Good news: there is no such requirement. There are plenty of other brands--respectable ones—available to the legal profession. 

This is true for all practice areas, including bankruptcy, class action, malpractice and personal injury. Let’s not pretend there are no spurious cases, but let’s acknowledge the legitimate ones, too. And legitimate cases can do more than enrich plaintiffs and attorneys. They can perform a service, often halting abusive practices that law enforcement typically fails to address.

So there is a place, even a need, for solid attorney advertising. But sadly, many a good firm, fearful that advertising equals stuffiness or sliminess, opts to rely on Word Of Mouth instead. WOM may be the most credible form of advertising, but it is also the slowest. You can go broke waiting for it to perform.

If fear of the stuffed-shirt/ambulance-chaser dichotomy has kept your law firm from marketing, I’d suggest thinking a little harder. For now, set aside how you want to come across. Instead, begin with a look at the kind of client you wish to attract. That’s where you should aim your approach. If you’re not looking for snobs or greedy dirtbags, there is no reason to run advertising that appeals to such. When you truly aim your messaging at the market you wish to attract, the problem of “how you come across” usually takes care of itself. 

I’d also suggest avoiding any advertising agency that thinks wild creativity is the solution to every marketing problem. You’ll be getting off easy if they only waste your money. More likely, they will also make you look silly. Instead, find an agency that understands the power of substance and clarity.

One more thing about working with an ad agency. Since a good deal of lawyering entails writing, many attorneys quite naturally fancy themselves writers. This can lead to obsessive editing or even rewriting. (Examples: “The word free is unprofessional. Let’s say without charge.” Or, “Professionals don’t use contractions.” Or, my personal favorite, “An English teacher would mark you down for using a preposition to end a sentence with.”) Presumably, you hire an ad agency because they can speak to your market better than you would do it yourself. If you don’t have confidence in them to do that, you have the wrong agency. (Or, you’re an awful client. For more on this, click here to read my column in Deliver magazine, “Why Clients Get the Work They Deserve.”)

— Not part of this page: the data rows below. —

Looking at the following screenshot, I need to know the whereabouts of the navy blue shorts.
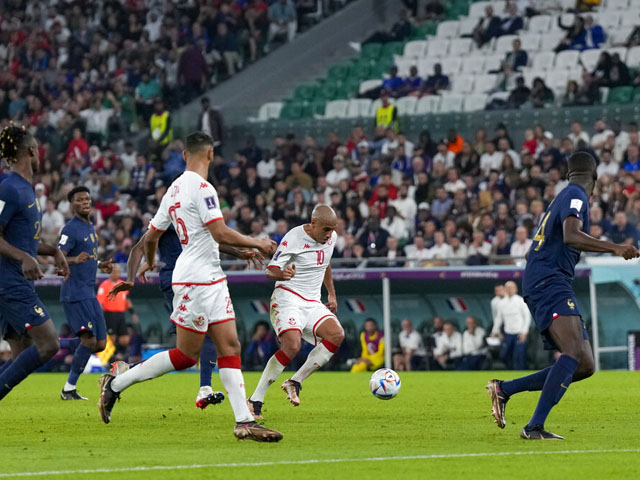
[0,285,50,337]
[524,283,589,350]
[62,298,107,340]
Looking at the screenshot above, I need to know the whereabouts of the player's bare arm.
[323,265,338,313]
[38,242,69,281]
[0,225,44,280]
[265,264,296,282]
[562,215,640,260]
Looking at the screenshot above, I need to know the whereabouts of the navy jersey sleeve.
[58,224,76,255]
[559,188,589,222]
[0,182,20,227]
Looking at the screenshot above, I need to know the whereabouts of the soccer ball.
[369,368,400,400]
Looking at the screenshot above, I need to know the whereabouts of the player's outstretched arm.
[207,220,278,256]
[562,215,640,260]
[0,225,44,280]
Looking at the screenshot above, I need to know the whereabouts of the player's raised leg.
[209,320,282,442]
[282,317,344,406]
[248,329,302,418]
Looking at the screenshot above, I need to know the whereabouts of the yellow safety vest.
[149,112,173,145]
[376,104,397,130]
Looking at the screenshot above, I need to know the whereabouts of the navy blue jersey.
[522,184,589,296]
[0,173,42,289]
[58,217,98,302]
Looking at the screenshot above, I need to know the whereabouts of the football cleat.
[520,425,564,440]
[485,378,509,428]
[247,398,264,420]
[233,421,282,442]
[60,388,89,400]
[98,372,124,423]
[280,379,302,407]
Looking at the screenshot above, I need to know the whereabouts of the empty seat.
[415,95,441,115]
[436,20,460,38]
[495,35,526,53]
[449,38,473,57]
[531,52,556,71]
[451,75,474,93]
[528,15,553,33]
[358,79,382,93]
[462,55,489,74]
[554,50,580,69]
[427,38,449,57]
[347,98,371,118]
[396,97,418,115]
[438,93,464,113]
[324,100,349,118]
[403,40,427,58]
[473,73,498,93]
[441,57,462,75]
[462,93,488,112]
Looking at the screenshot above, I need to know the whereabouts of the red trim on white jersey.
[171,277,227,287]
[276,285,322,303]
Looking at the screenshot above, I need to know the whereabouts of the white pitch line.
[0,448,640,478]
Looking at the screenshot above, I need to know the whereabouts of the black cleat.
[247,398,264,420]
[60,388,89,400]
[520,425,564,440]
[233,421,282,442]
[98,373,120,423]
[484,378,509,428]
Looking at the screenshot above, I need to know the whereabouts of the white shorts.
[171,280,236,333]
[270,288,338,345]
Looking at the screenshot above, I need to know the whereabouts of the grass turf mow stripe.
[0,448,640,478]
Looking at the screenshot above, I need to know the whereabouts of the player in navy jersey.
[109,212,263,410]
[58,186,113,400]
[0,124,69,400]
[487,152,640,440]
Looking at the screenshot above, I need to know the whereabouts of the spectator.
[471,5,502,48]
[422,63,449,95]
[351,318,385,373]
[244,320,278,370]
[433,322,462,370]
[458,315,488,370]
[393,318,427,372]
[491,281,531,370]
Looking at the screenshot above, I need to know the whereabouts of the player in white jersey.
[247,205,344,418]
[98,132,282,442]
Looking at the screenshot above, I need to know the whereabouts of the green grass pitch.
[0,372,640,480]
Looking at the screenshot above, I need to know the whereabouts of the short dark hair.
[185,132,213,153]
[67,185,91,202]
[568,152,597,173]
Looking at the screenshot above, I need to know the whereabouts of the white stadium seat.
[554,50,580,69]
[495,35,526,53]
[626,46,640,68]
[473,73,498,93]
[347,98,371,118]
[438,94,464,113]
[528,15,553,33]
[396,97,418,115]
[451,75,474,93]
[436,20,460,38]
[402,40,427,58]
[531,52,556,71]
[324,100,349,118]
[440,57,462,75]
[462,55,488,73]
[415,95,440,115]
[358,79,382,93]
[449,38,473,57]
[462,93,488,112]
[427,38,449,57]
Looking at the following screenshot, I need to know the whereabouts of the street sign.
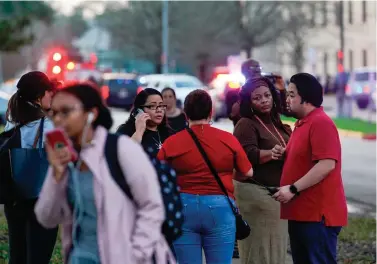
[227,55,244,73]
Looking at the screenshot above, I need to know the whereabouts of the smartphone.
[133,108,145,118]
[46,129,78,162]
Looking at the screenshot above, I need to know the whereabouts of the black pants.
[288,220,342,264]
[4,200,58,264]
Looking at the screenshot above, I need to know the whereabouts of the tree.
[0,1,54,52]
[232,1,289,58]
[97,1,239,75]
[282,2,315,72]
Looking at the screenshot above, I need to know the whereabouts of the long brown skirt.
[234,181,288,264]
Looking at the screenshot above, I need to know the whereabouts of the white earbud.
[86,112,94,125]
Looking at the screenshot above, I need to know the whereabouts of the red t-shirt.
[157,125,251,198]
[280,108,347,226]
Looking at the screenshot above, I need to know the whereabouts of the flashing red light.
[67,61,75,71]
[52,52,62,61]
[90,53,98,64]
[338,50,343,59]
[52,65,62,74]
[136,86,144,94]
[101,85,110,100]
[228,82,241,89]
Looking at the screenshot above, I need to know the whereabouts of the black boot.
[233,240,240,258]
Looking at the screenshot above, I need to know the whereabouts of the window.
[348,1,353,24]
[311,2,317,27]
[322,1,327,27]
[363,50,368,67]
[348,50,353,71]
[361,1,367,23]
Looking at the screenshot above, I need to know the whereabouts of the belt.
[244,178,278,195]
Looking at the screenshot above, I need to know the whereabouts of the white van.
[139,74,206,106]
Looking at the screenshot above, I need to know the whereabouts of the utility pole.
[161,0,169,73]
[338,0,344,71]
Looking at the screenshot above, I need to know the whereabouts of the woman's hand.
[135,113,151,135]
[271,145,285,160]
[46,144,72,182]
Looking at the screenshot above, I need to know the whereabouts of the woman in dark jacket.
[117,88,172,157]
[4,71,58,264]
[234,77,291,264]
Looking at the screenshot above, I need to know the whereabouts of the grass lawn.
[281,116,376,134]
[0,213,376,264]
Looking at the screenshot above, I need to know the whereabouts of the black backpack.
[0,126,21,204]
[105,134,184,243]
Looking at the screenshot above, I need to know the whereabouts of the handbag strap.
[186,128,238,215]
[33,117,45,149]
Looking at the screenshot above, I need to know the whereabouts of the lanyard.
[254,115,287,148]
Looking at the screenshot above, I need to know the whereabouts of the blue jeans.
[174,193,236,264]
[288,220,342,264]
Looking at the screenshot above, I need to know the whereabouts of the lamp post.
[162,0,169,73]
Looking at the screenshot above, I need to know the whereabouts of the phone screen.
[134,108,144,118]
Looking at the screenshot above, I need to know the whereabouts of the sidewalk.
[203,253,293,264]
[229,254,293,264]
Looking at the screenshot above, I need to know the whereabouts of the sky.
[47,0,112,18]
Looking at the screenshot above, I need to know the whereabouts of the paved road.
[112,109,376,213]
[323,95,376,122]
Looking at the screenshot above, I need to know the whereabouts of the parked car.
[345,68,377,110]
[139,74,206,107]
[0,91,11,126]
[101,73,143,111]
[209,72,284,121]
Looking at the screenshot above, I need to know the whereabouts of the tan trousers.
[233,181,288,264]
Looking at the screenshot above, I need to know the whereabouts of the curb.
[283,121,368,140]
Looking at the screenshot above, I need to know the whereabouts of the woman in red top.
[157,90,253,264]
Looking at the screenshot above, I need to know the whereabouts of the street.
[111,109,376,217]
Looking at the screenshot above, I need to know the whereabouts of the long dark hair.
[56,82,113,130]
[6,71,54,125]
[239,77,286,131]
[161,87,177,99]
[118,88,171,138]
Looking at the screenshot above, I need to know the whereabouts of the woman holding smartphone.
[117,88,172,157]
[35,83,175,264]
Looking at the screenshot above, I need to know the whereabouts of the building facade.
[253,1,377,80]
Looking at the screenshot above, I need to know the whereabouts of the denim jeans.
[4,200,58,264]
[174,193,236,264]
[288,220,342,264]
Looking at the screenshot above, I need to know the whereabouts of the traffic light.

Legal advertising is a strong interest area for me. I have advertised law firms I respect, and I have declined law firms I don’t. And I appreciate the attorneys I have retained to help me avoid getting into trouble, to ensure contracts were fair to all parties, to protect me from slimeball attorneys hired by someone else and, once, to represent me as a plaintiff in a malpractice action. I know, first-hand, the value of a good law firm. The public deserves to hear from them.